Testing times but Lou played a straight bat

Lou Rowan has been remembered for both his Test cricket umpiring career and his time as a police detective, along with many years as a resident of Yangan.

By Jeremy Sollars

Yangan identity and former Test cricket umpire Lou Rowan will be farewelled on Friday 10 February with a Latin Requiem Mass to be held at Warwick’s St Mary’s Catholic Church at 12.30pm.
Lou Rowan passed away peacefully on Friday 3 February at Warwick Hospital aged 91, his family said in a statement this week.
“Lou Rowan’s umpiring career spanned 26 international Test matches and also the inaugural One Day International game,” the family statement said.
“Between 1963 and 1972 he witnessed some of the game’s great leaders, great players and great characters.
“With Col Egar, Lou Rowan formed one of the most successful umpiring combinations known to cricket.
“They umpired 19 Tests together.
“He umpired the controversial 1970-71 Test match between Australia and England where the English captain Ray Illingworth led his team to ‘walk off’.
“Lou was a founding member of the Queensland Umpire’s Association and for 22 years he was a board member of the Brisbane Cricket Ground Trust.”
His family described Lou as “a highly respected and principled police officer, renowned for conducting himself with unswerving honesty and integrity beginning his service in 1948”.
“He served the Queensland Police Force for 32 years,” they said.
“During that time Lou worked statewide in regional and city areas.
“He also worked on transfer with the New South Wales and Victoria Police.

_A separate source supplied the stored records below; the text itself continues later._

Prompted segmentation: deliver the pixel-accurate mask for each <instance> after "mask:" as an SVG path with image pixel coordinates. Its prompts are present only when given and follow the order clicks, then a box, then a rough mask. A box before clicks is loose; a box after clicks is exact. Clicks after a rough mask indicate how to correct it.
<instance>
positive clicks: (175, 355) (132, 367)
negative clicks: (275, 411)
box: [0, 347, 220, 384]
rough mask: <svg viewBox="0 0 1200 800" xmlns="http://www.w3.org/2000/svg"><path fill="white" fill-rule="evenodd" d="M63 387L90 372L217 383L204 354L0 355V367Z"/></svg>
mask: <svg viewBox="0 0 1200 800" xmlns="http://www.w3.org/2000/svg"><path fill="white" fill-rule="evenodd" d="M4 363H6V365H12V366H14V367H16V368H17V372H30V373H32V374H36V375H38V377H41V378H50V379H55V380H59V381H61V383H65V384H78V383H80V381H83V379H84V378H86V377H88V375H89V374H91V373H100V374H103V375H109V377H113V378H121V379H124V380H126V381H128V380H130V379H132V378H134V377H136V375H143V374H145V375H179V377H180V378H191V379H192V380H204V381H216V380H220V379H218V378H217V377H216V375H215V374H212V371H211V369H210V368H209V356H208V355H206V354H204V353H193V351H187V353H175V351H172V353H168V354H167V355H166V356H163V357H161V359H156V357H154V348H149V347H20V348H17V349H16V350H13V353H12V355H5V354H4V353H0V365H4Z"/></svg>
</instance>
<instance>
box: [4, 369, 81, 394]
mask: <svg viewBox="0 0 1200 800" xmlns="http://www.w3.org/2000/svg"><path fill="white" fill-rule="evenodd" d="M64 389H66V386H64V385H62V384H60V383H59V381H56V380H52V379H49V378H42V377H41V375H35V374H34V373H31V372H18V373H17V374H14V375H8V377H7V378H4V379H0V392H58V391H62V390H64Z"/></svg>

He retired with the rank of Police Inspector on 3 August 1980.
“Lou was born in Murwillumbah, New South Wales, in 1925.
“He married Isabella Zackrisen in 1954 at St Mary’s Catholic Church in Warwick and had a family of eight children.
“Lou passed away at the age of 91 and is survived by his eight children – Janelle, Margaret, Annette, Peter, Stephen, Bernadette and Philip, 21 grandchildren, 10 great grandchildren, his beloved sisters Win and Noreen and his brother Reg.”
Following the Latin Requiem Mass at St Mary’s Lou Rown will be laid to rest at the Yangan Cemetery.
His family has said that all who knew and loved Lou are invited to attend the Mass and burial.